Although credit-card fraud is actually down, losses caused by it still amount to about R50 million a year, according to the SA Card Fraud Forum – no small amount!
The four major banks lose about R5 million a month and Visa’s global losses are about $2 billion a year.
As with debit cards, credit-card fraud extends to card swapping, skimming and simple theft (bag-snatching, or stealing cards from cars – smash-and-grabs are common – or houses).
Improve your cellphone banking safety
Cellphone banking is so convenient you can do everything from buying airtime and transferring money to paying your store or electricity accounts. More people are choosing cellphone banking as their preferred method of banking and it’s quite safe provided you take the necessary precautions and “be vigilant”, says Ravesh Ramlakan, CEO of FNB Cellphone Banking Solutions.
First and foremost, protect your phone. Never store your cellphone-banking PIN on your phone. Also, try to change your PIN regularly.
Choose a PIN that is fairly complicated – “12345” is easy to guess! Note that your bank will NEVER ask you to divulge personal information.
“Smishing” is a scam that fraudsters love – they send out random SMSs asking for personal banking information and wait for a bank client to respond. The SMS seems to be legitimate, so we reply, giving out our sensitive banking information.

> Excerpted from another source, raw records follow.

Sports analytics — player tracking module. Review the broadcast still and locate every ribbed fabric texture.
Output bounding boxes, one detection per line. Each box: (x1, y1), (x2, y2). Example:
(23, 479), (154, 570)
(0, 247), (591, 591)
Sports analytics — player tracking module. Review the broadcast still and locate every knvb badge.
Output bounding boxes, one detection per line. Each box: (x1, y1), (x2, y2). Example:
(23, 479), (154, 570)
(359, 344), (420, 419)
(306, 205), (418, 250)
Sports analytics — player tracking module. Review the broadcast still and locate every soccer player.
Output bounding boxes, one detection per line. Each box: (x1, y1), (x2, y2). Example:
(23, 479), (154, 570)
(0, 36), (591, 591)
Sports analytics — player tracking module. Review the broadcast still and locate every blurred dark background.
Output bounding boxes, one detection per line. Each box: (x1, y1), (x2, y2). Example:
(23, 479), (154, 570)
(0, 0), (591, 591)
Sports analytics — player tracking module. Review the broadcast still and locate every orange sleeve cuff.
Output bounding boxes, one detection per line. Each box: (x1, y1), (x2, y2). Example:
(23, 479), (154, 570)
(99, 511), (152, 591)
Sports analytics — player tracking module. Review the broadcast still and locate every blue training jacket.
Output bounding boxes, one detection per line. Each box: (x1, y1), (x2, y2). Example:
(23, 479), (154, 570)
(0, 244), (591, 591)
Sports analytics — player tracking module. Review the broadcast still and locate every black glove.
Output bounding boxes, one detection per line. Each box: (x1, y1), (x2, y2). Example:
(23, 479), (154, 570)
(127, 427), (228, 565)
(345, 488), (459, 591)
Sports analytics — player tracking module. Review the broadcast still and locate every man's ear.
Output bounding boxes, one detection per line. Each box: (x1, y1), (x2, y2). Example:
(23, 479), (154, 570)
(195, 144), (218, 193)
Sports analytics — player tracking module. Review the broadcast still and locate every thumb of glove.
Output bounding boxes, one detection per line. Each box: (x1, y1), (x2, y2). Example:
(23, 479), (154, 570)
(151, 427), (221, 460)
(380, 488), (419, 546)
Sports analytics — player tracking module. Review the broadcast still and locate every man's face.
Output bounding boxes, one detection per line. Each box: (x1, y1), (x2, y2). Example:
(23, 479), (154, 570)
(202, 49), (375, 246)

These are the simple rules:
» NEVER respond with personal details to a number provided in the SMS and never reply to an SMS that appears to come from your bank (or any other bank). Contact your bank immediately and report the fraud.
» NEVER respond to an email that threatens to close your account or suspend your account.
» NEVER access any link to your bank’s website, rather save the address and access the site from the saved address.
SIM swaps are also used by fraudsters. A SIM swap allows networks’ customers to use their original cellphone number if their SIM is lost.
Contact your service provider to make sure an unauthorised SIM swap has not been done on your number. If it has, tell your bank, so you can make sure the number is blocked.
If at any time you think your cellphone banking has been compromised, contact your bank immediately.
Ensure your bank has all your updated details and should you wish to change your details note that your bank will only do so after a verification process has been completed.
Ramlakan concludes that consumers should take advantage of value-added services from their banks such as the FNB inContact service.
This service is a free instant SMS service that notifies a customer each time their card is swiped or cash over R100 is withdrawn from their account.How to protect your card
» Don’t allow anyone to assist you at an ATM and make sure you never let your card out of your grasp or someone may attempt a card swap.
» When you’re at a till point, keep your card in sight and make sure the cashier gives you the right card once you’ve finished shopping. The elderly are particularly at risk here – if you can, accompany your grandparents to ATMs and till points. They are easy targets.
» If you think someone’s seen your PIN or swapped your card, cancel the card. That way, they can’t access your funds, even if they use the card.
» If you are robbed, you need to cancel all your cards, including your garage and store cards, immediately, so nobody else can use them.
» Banks are working on ways to combat fraud through chip and PIN cards. Instead of signing a till slip, you can key in your PIN, which is stored on a microchip in your card.
If this PIN matches the one stored, you are verified as the card’s rightful owner.
Although most merchants will still insist on your signature as verification, PIN-compliant terminals will ask you to key in your PIN instead.